The key phrase here appears to be "for launcher-like values"
For the sort of launchers that can carry a man, m_I/m_f is greater than e, and
log curve flattens out to such an extent that given a fixed m_f (a reasonable
approximation of payload), exponentially greater quantities of fuel are
necessary for linear increases in delta v.
It is precisely this flat wimpyness of the log curve that makes improvement in
Isp (and staging) so attractive for these launchers.
People like Zach and I don't build launchers that can carry men though, we
build launchers that men can carry.
At our scales, minimum gauge effects driven by aerodynamic loads, fixed sizes
of many components, and cube square effects cause our m_i/m_f to be rather low.
For these launchers, the log curve is much steeper, and unlike in the previous
case a small increase in propellant yields great results (1). In this case
optimization of mass fraction is the better choice (2).
Pedant's note (1): in both cases it takes an exponential increase in mass
fraction to to cause a linear increase in delta v. It's just that in the second
case we are looking at a different and unloved part of the function.
Pedant's note 2: at the scale of man-carried launchers, aerodynamics plays a
role larger than either part of the Tsiolkovsky's equation.

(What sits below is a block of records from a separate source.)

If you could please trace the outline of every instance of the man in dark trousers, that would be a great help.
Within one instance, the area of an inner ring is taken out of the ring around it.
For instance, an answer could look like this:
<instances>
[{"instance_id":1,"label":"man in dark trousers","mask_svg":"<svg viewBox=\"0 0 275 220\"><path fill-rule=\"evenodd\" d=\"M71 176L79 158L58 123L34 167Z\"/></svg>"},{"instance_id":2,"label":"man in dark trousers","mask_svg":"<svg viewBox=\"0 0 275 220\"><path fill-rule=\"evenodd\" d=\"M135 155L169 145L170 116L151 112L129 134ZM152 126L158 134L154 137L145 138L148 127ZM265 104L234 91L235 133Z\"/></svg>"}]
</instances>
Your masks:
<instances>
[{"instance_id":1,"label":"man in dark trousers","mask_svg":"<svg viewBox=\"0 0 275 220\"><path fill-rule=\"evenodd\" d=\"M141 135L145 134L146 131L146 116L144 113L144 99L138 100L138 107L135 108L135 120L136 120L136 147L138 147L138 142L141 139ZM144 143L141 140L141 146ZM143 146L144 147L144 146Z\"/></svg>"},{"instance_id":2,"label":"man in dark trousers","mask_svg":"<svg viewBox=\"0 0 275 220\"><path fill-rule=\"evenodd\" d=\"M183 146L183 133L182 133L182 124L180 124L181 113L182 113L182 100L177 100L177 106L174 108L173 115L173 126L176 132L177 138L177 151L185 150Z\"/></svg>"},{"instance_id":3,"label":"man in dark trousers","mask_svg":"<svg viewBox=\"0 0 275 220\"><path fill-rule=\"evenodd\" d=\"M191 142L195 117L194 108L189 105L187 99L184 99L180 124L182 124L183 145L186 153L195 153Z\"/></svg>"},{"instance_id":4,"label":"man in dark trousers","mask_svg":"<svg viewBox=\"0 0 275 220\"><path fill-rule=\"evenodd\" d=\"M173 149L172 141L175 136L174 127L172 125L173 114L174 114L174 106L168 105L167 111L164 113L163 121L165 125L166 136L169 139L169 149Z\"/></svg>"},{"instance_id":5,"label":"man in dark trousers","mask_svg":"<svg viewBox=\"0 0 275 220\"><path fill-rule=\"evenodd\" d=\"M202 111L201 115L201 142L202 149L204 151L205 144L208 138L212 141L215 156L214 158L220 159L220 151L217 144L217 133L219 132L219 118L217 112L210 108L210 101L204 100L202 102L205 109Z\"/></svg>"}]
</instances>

-------- Original message --------
From: Zachary Martinez <znm3m8@xxxxxxx>
Date: 09/05/2016 15:05 (GMT-08:00)
To: arocket@xxxxxxxxxxxxx
Subject: [AR] Re: Issues with operating at low chamber pressure
It really does depend on the vehicle almost exclusively. You will have to
explore the options and pick the one with the most delta v because it's not
like you are ever given a choice between 10% Isp and 10% mass fraction in a
design. It also really depends on the mass fraction. For example at the scale I
am working at ~15-30% propellant mass fraction, a relatively small reduction in
dry mass can lead to almost a doubling of propellant while this same choice
(400psi chamber pressure vs 200psi chamber pressure) only leads to about a 20%
reduction in Isp. The logic obviously doesn't apply to orbital launch vehicles
so the advice that Isp is better than mass fraction or the other way around is
kinda irrelevant because these decisions 10% this vs the same 10% that rarely
come up in design. Just my 2 cents
Zach Martinez
Sent from my iPhone
On Sep 5, 2016, at 16:37, Norman Yarvin <yarvin@xxxxxxxxxxxx> wrote:
On Mon, Sep 05, 2016 at 07:10:08AM -0400, William Claybaugh wrote:
Norm:
A logarithm is an exponential function.
Not when you're talking about an "exponential effect", it isn't. An
exponential effect is a big effect that grows strongly as you increase
the factor in question; a logarithmic effect is a wimpy one that gets
ever-wimpier as the factor in question increases. In particular,
here, a 10% increase in Isp buys you a 10% increase in delta-v,
whereas a 10% increase in m_initial/m_final buys you less, at least
for launcher-like values of that ratio. (If, say, it starts out as
10, a 10% increase buys you about 4% more delta-v; or if it starts out
as 5, a 10% increase buys you 5.6% more delta-v.)